Cândido Rangel Dinamarco traça importante comentário sobre o assunto:
“Nem sempre as medidas urgentes se apresentam nitidamente definidas em seu enquadramento como medida cautelar ou como antecipação de tutela, grassando ainda muita insegurança entre os cultores brasileiros do processo civil. Acostumados a englobar entre as cautelares todas as medidas urgentes, inclusive as antecipatórias (até porque assim está no Código de Processo Civil, que foi elaborado quando não se tinha a percepção da existência dessa categoria), temos dificuldades quando nos pomos a indagar se dada medida é cautelar ou não, com a forte tendência de prosseguir superdimensionando o campo da cautelaridade.”(6)
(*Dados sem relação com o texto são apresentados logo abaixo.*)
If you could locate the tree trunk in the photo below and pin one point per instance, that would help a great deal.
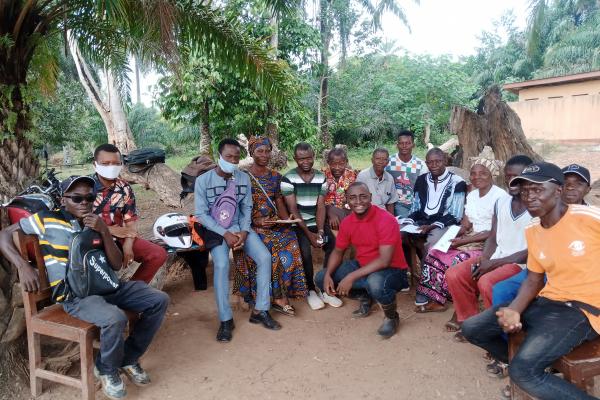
(427, 137)
(205, 137)
(159, 178)
(323, 107)
(496, 125)
(138, 92)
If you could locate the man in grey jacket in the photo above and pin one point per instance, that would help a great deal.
(238, 235)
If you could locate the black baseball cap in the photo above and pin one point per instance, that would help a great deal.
(583, 172)
(540, 172)
(66, 184)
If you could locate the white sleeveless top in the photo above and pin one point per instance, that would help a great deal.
(510, 229)
(480, 210)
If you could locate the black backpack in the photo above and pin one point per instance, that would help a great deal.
(143, 159)
(88, 271)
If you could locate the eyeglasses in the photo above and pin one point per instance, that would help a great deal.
(77, 198)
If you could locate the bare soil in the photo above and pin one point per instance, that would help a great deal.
(321, 354)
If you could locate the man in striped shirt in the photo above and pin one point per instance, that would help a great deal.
(55, 231)
(304, 189)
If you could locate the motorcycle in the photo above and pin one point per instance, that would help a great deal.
(35, 198)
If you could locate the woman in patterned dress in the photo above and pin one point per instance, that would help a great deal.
(432, 292)
(287, 277)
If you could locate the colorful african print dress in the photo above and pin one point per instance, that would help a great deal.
(287, 276)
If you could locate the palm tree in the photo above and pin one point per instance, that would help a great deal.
(340, 13)
(106, 33)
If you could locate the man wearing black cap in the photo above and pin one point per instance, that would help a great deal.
(55, 230)
(576, 187)
(577, 184)
(564, 244)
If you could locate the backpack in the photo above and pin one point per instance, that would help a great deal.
(196, 167)
(224, 208)
(144, 159)
(88, 270)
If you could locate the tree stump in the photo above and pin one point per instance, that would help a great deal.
(494, 124)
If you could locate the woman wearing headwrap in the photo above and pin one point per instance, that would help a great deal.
(287, 277)
(432, 291)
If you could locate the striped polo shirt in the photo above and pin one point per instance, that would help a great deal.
(55, 231)
(307, 193)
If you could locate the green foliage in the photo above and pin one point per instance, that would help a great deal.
(374, 95)
(65, 117)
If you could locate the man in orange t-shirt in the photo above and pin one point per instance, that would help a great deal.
(563, 243)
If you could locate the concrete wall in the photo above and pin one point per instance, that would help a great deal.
(561, 112)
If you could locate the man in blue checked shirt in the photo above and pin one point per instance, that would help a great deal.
(439, 200)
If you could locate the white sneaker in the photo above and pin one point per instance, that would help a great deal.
(331, 300)
(314, 301)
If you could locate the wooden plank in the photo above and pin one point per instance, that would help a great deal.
(62, 379)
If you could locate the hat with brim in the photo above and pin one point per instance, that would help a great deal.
(540, 172)
(67, 183)
(579, 170)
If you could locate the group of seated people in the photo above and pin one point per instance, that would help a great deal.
(528, 251)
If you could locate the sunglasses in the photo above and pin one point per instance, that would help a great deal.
(77, 198)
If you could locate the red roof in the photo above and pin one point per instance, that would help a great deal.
(557, 80)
Distinguindo a finalidade da medida cautelar e da medida antecipatória, o Superior Tribunal de Justiça decidiu recentemente:
“(…) em ação ordinária destinada a reduzir o valor da dívida e a repetir o indébito, mediante a discussão a respeito da legalidade de cláusulas e encargos do contrato, a tutela antecipada não é instituto adequado, para se obstar a inscrição do nome do autor junto às entidades de proteção ao crédito, pois não se confunde com as medidas cautelares em geral. A tutela antecipada destina-se a atender o próprio pedido principal, na hipótese a redução da dívida e a repetição do indébito.” (Recurso Especial n.º 338.073/SC, 3.ª Turma, Rel. Min. Carlos Alberto Menezes Direito, DJU 26.8.02, p. 213).
Em que pese o fato do ordenamento jurídico brasileiro prever procedimentos distintos para o uso de cada uma das vias sumárias ora analisadas, a bem da verdade é que ambas podem ser consideradas espécies da denominada tutela de urgência.
Tanto é assim, que antes da edição da Lei n.º 8.952/94, os juízes invocavam o poder geral de cautela previsto no artigo 798 do CPC como instrumento de natureza satisfatória.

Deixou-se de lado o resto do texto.